In other words, does such a region have well defined social and perhaps political borders that limit the flow of people, products and even knowledge in and out of its social setting?
Does the group rely upon philosophies and attached practices that may be considered not up to date in the current sense?
This question in particular pertains to the following important preventive health practices:
- Childhood immunization
- level or amount of refusal
- measles, mumps, rubella, typhoid, diphtheria, tetanus, etc.
With childhood immunizations, it is important to distinguish refusal to immunize from finding related to onset of the disease immunized against. These two spatial distributions are for the most part totally unrelated.
The reasons for this lack of any statistical relationship relate to the one to many problem. Refusal to immunize is one single behavioral practice. Reasons for onset of a disease are multiple, and include other causes not at all related to refusal behavior patterns. We see this lack of spatial relationship clearly with the most fatal of diseases for which immunization exists–small pox. The small pox cases are randomly distributed across the US and demonstrate no strong relationship spatially to the peaks in refusal seen for the Pacific Northwest.
The same is even more so for Poliomyelitis vaccinations, which are clustered in the upper middle Great Plains states near the Great Lakes on over to the western New York area. These cases are at the same latitude as the Pacific Northwest refusal to immunize, so a climatic effect upon polio behavior is probably ruled out, as well as the humidity effect normally associated with the Great Lakes. In some ways, this very small area clustering of the polio suggests and unique environmental requirement yet to be identified. It resembles very much the Rhinosporoidosis distribution, known to be of a locally specific environmental nature.
Religiously based refusal of care
- refusal of surgery but not medical care or preventive care
- refusal of immunizations (esp. for children)
- refusal of all care to children mostly, with individuals allowed to make their own choices after about 18 years of age.
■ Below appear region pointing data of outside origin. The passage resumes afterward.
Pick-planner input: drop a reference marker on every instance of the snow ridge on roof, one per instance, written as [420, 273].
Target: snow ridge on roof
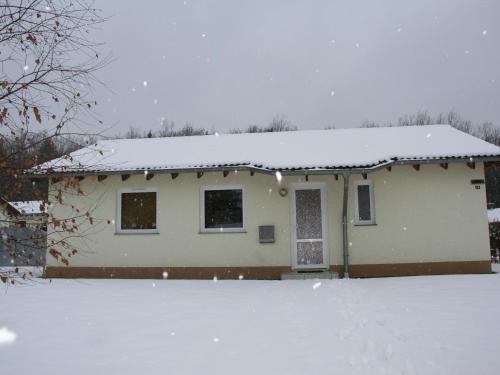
[28, 207]
[311, 149]
[494, 215]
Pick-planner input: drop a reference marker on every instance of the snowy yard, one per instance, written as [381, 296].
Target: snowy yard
[412, 325]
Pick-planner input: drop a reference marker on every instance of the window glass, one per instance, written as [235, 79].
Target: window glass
[364, 210]
[138, 211]
[223, 208]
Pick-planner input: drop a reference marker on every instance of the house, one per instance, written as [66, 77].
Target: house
[358, 202]
[494, 226]
[22, 233]
[22, 214]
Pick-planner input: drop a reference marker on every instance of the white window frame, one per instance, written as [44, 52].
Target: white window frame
[118, 220]
[357, 221]
[202, 209]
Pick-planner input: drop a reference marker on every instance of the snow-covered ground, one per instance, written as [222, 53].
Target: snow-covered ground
[412, 325]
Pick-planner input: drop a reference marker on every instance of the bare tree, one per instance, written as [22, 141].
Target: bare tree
[48, 61]
[279, 123]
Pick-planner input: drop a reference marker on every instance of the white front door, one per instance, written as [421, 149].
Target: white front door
[309, 247]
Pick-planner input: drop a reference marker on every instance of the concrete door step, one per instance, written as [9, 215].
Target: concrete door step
[309, 275]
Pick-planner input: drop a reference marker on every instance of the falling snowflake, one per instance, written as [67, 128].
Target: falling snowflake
[278, 177]
[7, 336]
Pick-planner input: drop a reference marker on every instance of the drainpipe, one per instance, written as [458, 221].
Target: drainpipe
[345, 241]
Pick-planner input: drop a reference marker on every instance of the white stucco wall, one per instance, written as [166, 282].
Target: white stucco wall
[421, 216]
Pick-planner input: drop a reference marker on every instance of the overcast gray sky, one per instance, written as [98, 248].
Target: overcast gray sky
[226, 64]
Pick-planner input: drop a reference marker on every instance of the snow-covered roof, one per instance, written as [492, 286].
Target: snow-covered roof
[494, 215]
[311, 149]
[28, 207]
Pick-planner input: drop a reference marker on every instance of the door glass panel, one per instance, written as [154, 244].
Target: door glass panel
[308, 214]
[364, 202]
[310, 252]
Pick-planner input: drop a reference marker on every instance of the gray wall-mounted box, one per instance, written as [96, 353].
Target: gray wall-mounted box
[266, 234]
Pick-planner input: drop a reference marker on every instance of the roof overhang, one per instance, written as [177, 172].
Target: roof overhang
[288, 171]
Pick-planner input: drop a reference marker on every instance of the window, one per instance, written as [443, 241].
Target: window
[364, 203]
[222, 209]
[137, 211]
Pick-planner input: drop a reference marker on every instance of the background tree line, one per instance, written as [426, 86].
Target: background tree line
[38, 148]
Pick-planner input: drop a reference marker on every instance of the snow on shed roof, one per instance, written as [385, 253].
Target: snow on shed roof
[494, 215]
[28, 207]
[311, 149]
- refusal of all care except emergent and urgent
- refusal of most minor acute care
- refusal of all acute care, due to accident, sudden onset of disease, or chronic disease
- refusal of most to all chronic care
- refusal of all care including emergent and urgent care
Belief in dietary limitations
- health or philosophically based dietary practices (including the standard new age vegan and such)
- religiously based vegetarian or vegan-similar practices (sually 7th Day Adventists and such)
- religiously based practices, in particular Judaic and Islamic in nature
Practice of polygamy (even without licensure involved)
Practice of child (14-17 year old, child-child or child-adult) polygamy, with childbearing goals
Life style related cleanliness
Degree of cleanliness – internally (indoors or household level), and externally (outside the household and community)
Teenage health practices
- Street drugs
- Healthcare Provisions
Traditional cultural ways reduce or prevent for the most part regular medical and social service provisions
Traditional cultural ways are mostly neighborhood-, family-, or self-administered
Traditional cultural ways are complementary, made available publicly for services, and have open business settings such as store fronts and offices
Little to no traditional cultural ways appear to prevail, but some individuals believe in these practices
- Native American
- African/African American
Smaller Cultural Groups
- Religious vs. Non-religious?
- Cultural vs. Non-Cultural?
- Social-Urban vs. Utopian Rural-Isolated?